Ce bail, qui serait soumis à 15 dispositions (totales ou partielles) de la loi du 6 juillet 1989, serait intégré dans un titre III de ladite loi, doté de l’ordre public.

Il s’agirait d’un bail consenti par un bailleur, personne physique ou morale, à un locataire justifiant, à sa date d’effet, être en formation professionnelle, en études supérieures, en contrat d’apprentissage, en stage ou en mission professionnelle temporaire. Ce mécanisme ne semble plus être réservé à une tranche d’âge particulière. Les pièces justificatives dont le bailleur peut justifier la production seraient celles du décret 2015-1437 du 5 novembre 2015.

Le bailleur aurait l’obligation de délivrer un logement décent, comme l’indique la référence à l’article 6 de la loi du 6 juillet 1989. Il s’agirait donc d’un bail meublé au terme des articles 25-3 et suivants, correspondant aux critères du décret 2015-981 du 31 juillet 2015.

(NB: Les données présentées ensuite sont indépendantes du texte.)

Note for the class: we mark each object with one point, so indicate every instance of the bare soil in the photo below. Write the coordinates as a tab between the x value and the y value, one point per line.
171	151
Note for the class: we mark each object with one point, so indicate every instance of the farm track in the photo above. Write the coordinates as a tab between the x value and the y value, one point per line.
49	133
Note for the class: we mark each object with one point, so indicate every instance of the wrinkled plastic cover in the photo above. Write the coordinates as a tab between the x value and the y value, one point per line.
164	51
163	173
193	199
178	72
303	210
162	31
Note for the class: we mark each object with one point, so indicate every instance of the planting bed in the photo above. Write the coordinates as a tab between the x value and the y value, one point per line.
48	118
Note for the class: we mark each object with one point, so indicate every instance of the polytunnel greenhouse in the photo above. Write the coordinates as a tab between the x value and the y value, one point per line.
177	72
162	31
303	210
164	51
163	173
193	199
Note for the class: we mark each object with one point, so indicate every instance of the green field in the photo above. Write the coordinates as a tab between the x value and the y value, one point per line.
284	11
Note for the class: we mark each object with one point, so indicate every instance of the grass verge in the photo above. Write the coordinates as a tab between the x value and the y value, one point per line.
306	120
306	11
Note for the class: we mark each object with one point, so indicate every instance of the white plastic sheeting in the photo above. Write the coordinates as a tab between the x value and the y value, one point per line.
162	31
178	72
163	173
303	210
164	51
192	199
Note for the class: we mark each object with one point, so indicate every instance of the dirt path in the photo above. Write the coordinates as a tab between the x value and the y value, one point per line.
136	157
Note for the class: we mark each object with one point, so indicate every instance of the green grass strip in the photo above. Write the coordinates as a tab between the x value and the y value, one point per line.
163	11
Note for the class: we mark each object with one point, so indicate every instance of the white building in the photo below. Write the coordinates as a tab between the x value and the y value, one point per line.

Le loyer serait librement fixé selon le projet, qui cite néanmoins l’article 25-9 relatif à l’encadrement des loyers de baux meublés en zone tendue... Aucune révision ne pourrait avoir lieu en cours de bail, ce qui ne surprend pas outre mesure, les révisions étant annuelles en matière de bail d’habitation.
Le bail devrait obligatoirement être établi par écrit. Cette exigence est véritablement essentielle, en ce qu’en l’absence de mentions permettant la conclusion d’un bail mobilité, le bail serait requalifié en bail meublé du titre I bis. L’état des lieux serait également obligatoire. L’obligation d’information du bailleur serait en outre élargie en cas d’immeuble soumis au statut de la copropriété.

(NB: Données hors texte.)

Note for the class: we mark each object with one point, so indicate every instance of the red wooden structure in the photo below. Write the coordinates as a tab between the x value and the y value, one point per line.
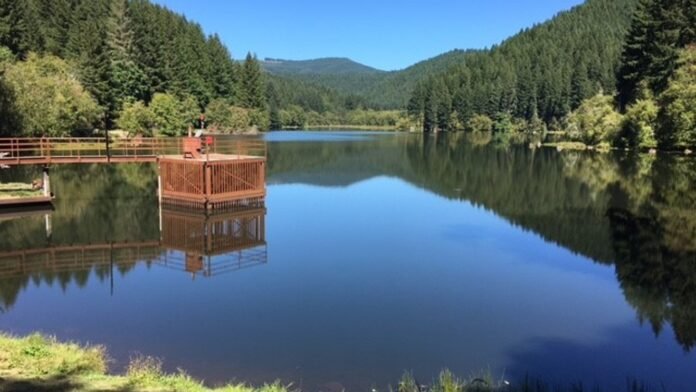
212	172
48	151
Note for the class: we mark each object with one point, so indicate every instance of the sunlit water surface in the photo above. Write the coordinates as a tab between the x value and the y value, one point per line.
375	254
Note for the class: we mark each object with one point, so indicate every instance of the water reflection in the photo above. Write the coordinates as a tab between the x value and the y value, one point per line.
198	242
636	212
194	239
394	257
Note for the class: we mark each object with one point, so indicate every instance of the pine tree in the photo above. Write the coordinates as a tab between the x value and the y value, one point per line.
126	80
18	21
224	78
87	46
581	87
56	17
252	84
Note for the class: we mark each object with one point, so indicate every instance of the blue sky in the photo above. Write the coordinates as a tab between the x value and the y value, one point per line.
385	34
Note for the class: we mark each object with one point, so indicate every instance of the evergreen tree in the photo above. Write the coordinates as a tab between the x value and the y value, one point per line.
87	46
252	84
634	63
126	79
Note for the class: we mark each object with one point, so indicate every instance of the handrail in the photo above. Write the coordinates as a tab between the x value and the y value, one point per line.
17	150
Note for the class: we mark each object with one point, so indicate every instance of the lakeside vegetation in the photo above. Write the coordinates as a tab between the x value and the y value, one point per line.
38	362
617	73
561	76
17	189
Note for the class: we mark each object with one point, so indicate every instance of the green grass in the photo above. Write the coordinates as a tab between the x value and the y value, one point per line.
353	127
40	363
17	189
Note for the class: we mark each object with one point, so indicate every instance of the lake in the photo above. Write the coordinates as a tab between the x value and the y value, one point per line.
375	254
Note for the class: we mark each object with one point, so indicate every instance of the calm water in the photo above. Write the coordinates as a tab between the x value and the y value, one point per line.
372	255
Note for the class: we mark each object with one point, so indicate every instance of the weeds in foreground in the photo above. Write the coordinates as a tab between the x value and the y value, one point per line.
486	382
46	364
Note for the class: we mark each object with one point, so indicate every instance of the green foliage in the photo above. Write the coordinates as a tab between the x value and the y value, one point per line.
6	56
480	123
545	71
503	123
293	116
136	118
658	30
677	117
638	128
48	100
448	382
260	119
253	88
172	116
595	121
222	117
37	355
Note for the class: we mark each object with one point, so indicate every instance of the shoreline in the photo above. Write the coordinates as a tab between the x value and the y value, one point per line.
40	362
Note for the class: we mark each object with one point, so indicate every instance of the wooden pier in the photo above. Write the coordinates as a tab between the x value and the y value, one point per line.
208	172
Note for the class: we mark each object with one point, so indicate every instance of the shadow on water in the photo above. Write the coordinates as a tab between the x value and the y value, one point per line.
636	214
73	245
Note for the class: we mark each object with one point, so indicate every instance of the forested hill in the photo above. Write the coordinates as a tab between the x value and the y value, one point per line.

Les honoraires des intermédiaires immobiliers seraient établis conformément à l’article 5 de la loi du 6 juillet 1989, renvoyant notamment au décret 2014-890 du 1er août 2014.

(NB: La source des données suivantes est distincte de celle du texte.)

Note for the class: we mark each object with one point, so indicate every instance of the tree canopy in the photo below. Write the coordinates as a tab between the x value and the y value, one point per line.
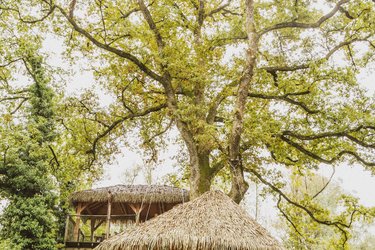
253	88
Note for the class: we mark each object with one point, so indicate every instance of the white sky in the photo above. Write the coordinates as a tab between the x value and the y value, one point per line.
354	179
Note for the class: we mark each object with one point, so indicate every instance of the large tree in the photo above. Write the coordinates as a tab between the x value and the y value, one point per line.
252	87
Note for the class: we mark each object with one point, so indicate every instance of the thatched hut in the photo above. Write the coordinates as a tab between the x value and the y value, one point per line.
120	204
212	221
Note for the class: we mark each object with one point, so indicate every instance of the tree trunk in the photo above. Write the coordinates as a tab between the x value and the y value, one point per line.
200	174
239	185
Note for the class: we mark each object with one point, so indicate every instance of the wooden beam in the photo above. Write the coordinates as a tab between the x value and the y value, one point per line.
77	222
137	208
66	228
109	208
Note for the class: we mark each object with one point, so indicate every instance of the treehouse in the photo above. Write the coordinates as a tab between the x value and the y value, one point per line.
104	212
211	221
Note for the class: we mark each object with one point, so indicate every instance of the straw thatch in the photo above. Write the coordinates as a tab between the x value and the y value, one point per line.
132	194
212	221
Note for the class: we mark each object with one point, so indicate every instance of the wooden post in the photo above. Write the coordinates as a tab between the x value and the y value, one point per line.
77	223
137	208
92	229
109	214
66	228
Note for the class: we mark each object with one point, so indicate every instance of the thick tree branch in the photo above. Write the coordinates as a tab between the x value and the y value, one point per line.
327	161
121	120
286	99
151	24
311	214
116	51
345	134
239	185
316	24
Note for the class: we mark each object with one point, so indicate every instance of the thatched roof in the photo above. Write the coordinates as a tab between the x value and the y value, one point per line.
132	194
212	221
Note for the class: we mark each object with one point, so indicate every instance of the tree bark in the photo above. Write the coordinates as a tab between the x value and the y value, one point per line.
239	184
200	174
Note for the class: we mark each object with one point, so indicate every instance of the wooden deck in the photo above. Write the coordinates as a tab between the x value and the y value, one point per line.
71	244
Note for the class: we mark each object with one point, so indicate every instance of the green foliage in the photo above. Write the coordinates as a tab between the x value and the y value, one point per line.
181	66
303	232
30	222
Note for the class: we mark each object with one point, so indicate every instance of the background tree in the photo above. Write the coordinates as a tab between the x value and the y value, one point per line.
28	220
250	86
305	233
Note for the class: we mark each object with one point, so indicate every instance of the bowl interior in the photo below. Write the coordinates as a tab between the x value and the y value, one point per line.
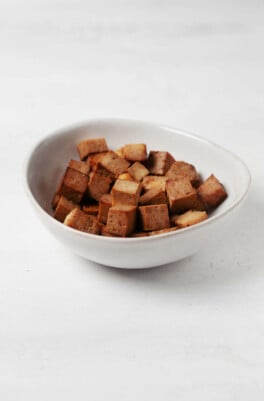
49	159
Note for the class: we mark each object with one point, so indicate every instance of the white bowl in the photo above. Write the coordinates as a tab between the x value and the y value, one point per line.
47	161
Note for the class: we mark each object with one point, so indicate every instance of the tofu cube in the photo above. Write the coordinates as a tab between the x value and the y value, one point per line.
181	195
90	209
105	233
93	159
104	205
126	176
211	192
135	152
189	218
82	167
159	162
112	165
154	217
180	169
82	221
55	200
138	171
120	152
153	197
98	185
125	192
89	146
154	182
63	208
74	185
121	220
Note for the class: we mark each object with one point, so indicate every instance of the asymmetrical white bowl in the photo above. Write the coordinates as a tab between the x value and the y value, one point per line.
47	162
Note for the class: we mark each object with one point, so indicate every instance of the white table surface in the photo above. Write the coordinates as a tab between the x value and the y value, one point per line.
73	330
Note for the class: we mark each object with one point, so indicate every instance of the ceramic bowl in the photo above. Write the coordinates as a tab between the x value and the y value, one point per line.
48	159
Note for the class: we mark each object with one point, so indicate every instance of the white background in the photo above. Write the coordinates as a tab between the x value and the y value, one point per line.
73	330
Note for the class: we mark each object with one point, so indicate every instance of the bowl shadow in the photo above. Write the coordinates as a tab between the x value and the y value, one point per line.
232	259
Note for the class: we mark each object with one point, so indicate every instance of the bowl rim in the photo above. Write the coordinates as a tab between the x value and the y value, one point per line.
114	120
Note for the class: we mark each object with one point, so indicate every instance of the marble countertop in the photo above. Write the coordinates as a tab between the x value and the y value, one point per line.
70	329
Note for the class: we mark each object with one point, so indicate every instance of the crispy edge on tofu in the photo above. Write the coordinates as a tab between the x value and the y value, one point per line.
93	159
64	207
181	195
126	192
211	192
138	171
126	176
92	145
90	209
121	220
83	222
80	166
154	217
99	184
111	164
159	162
135	152
105	203
153	197
154	182
73	185
181	169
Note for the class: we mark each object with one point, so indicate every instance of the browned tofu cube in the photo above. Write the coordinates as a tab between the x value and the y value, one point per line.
198	205
189	218
89	146
55	200
181	195
98	185
138	171
135	152
180	169
154	217
74	185
82	167
154	182
82	221
104	205
159	162
126	192
93	159
90	209
121	220
153	197
120	152
106	233
211	192
111	164
63	208
126	176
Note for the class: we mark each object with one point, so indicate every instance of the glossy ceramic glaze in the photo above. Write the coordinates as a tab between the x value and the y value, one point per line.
47	161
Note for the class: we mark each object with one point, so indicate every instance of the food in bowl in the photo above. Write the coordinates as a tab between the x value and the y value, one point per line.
130	192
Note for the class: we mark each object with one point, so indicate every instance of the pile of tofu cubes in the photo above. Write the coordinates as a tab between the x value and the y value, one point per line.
130	192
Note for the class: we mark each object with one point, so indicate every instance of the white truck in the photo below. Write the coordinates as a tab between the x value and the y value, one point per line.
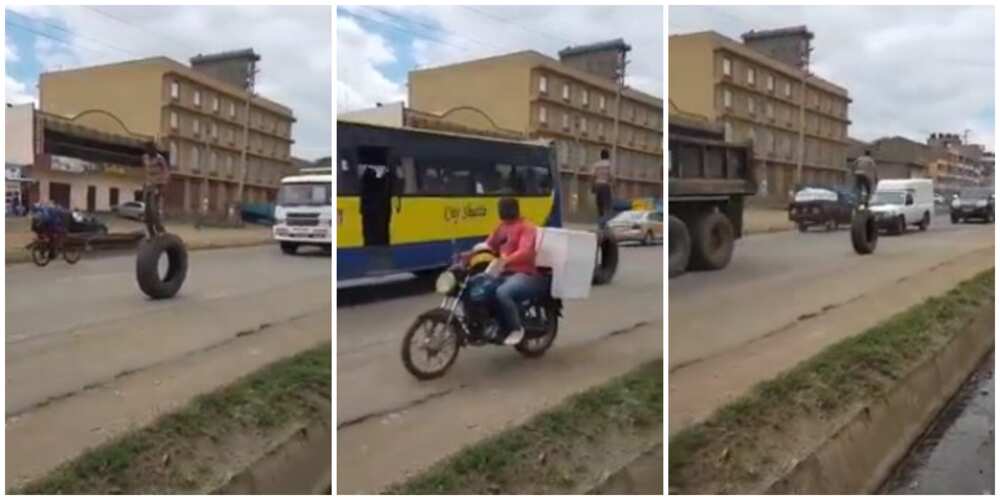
899	203
303	214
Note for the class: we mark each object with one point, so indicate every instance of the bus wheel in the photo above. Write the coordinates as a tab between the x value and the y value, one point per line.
147	268
607	258
679	246
712	242
864	233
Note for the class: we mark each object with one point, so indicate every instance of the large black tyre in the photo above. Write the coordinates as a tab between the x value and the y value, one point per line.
147	271
289	247
607	258
864	232
528	349
40	255
437	316
712	242
679	246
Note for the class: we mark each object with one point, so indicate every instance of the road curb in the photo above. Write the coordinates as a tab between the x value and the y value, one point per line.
858	456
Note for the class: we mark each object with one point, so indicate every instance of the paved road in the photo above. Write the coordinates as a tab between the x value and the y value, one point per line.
787	295
75	334
390	425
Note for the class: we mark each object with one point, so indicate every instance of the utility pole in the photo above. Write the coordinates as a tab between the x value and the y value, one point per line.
619	87
252	78
802	120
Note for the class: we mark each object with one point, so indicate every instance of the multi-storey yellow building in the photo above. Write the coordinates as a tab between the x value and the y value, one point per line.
542	97
761	99
208	125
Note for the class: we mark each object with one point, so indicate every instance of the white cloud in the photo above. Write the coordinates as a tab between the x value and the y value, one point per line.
910	71
16	92
444	35
294	44
360	84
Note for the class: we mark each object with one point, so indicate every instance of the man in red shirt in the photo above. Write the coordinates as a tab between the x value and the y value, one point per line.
514	241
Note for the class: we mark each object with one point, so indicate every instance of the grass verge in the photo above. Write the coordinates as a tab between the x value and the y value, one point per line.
741	442
552	451
182	450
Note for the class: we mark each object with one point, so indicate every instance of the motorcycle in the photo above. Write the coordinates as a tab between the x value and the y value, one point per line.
467	317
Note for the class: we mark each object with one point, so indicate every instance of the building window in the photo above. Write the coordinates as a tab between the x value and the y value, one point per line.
173	153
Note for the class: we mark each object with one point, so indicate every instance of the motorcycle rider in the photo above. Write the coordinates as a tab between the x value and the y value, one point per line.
514	241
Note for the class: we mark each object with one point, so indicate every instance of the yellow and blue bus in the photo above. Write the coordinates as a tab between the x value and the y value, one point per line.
409	199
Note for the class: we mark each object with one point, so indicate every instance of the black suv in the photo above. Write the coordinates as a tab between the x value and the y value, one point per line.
973	203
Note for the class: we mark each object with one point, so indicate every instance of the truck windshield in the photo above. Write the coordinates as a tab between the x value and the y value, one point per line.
305	194
888	198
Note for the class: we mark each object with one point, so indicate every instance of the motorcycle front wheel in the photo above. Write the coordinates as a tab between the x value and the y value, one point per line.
430	345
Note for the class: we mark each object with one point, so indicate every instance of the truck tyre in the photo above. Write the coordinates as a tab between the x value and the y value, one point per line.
679	246
289	247
864	233
607	258
712	241
147	271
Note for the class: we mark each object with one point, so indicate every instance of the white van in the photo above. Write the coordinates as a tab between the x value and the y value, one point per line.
899	203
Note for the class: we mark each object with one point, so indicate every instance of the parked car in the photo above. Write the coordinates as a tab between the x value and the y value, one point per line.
973	203
644	226
130	210
821	206
899	203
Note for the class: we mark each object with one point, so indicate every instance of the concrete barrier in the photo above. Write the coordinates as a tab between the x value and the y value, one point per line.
858	456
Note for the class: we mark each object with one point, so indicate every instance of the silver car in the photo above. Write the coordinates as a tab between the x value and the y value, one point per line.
644	226
130	210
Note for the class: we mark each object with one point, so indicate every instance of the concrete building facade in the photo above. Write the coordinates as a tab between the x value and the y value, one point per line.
761	99
208	127
540	97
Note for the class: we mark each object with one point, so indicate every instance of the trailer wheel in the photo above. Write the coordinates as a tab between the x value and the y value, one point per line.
712	242
679	246
864	233
607	258
147	272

Les modalités de paiement du loyer et des charges devraient figurer au bail, tout comme la quote-part de chaque catégorie de charges. Les charges, appelées en même temps que le loyer, ne pourraient donner lieu qu’à un paiement forfaitaire et non à une provision. Les charges récupérables correspondent à celles de l’article 23 de la loi du 6 juillet 1989. Aucune demande complémentaire de paiement ne pourrait être faite en fin de bail. Il convient donc de ne pas se « tromper » quant aux montants appelés, ceux-ci ne pouvant être « manifestement » disproportionnés entre les locataires successifs.

Le bail serait consenti pour une durée de 1 à 10 mois. Le projet ne prévoit aucun droit de préférence au profit du locataire. En cours de bail, le changement de bailleur devrait être notifié au locataire. On peut alors s’interroger sur le « devenir » du bail étudiant, sous-catégorie du bail meublé de l’article 25-7 alinéa 4 de la loi du 6 juillet 1989, qui propose un bail de 9 mois également dépourvu de tacite reconduction.

Par ailleurs, à l’expiration de la durée du bail, un nouveau bail mobilité ne peut plus être conclu entre les mêmes parties. On peut ici évoquer la similitude avec la conclusion d’un bail dérogatoire au statut des baux commerciaux, pour une durée maximale de 36 mois, à l’exception notable que ce dernier évoque la possibilité de conclure un ou plusieurs baux, entre les mêmes parties, durant cette période.
Le bailleur ne pourrait demander de dépôt de garantie, le locataire étant garanti par VISALE. En revanche, l’article 22-1 de la loi du 6 juillet 1989 s’appliquerait au bail mobilité, ouvrant la possibilité à un cautionnement. Reste néanmoins à savoir comment celui-ci pourrait « coexister » avec VISALE, dans ce cadre.

La sous-location et la cession seraient interdites, sauf autorisation du bailleur. La colocation serait possible. Cependant, toute clause de solidarité entre colocataires ou leurs cautions serait réputée non écrite. Il s’agirait d’une clause abusive qui s’ajouterait à celles de l’article 4 de la loi du 6 juillet 1989, également applicable au bail mobilité.

Le bailleur n’aurait aucun droit de donner congé, le locataire pouvant le faire à tout moment moyennant un préavis de 1 mois, par LRAR, remise en main propre ou signification. Il serait alors redevable des loyers et charges jusqu’à l’expiration du préavis, à moins qu’un locataire ne le remplace avant cette date, avec l’accord du bailleur.

Enfin, si à l’expiration du délai contractuel le locataire restait et serait laissé en possession des lieux, il s’opèrerait un nouveau bail soumis au titre I bis (location meublée de la loi du 6 juillet 1989).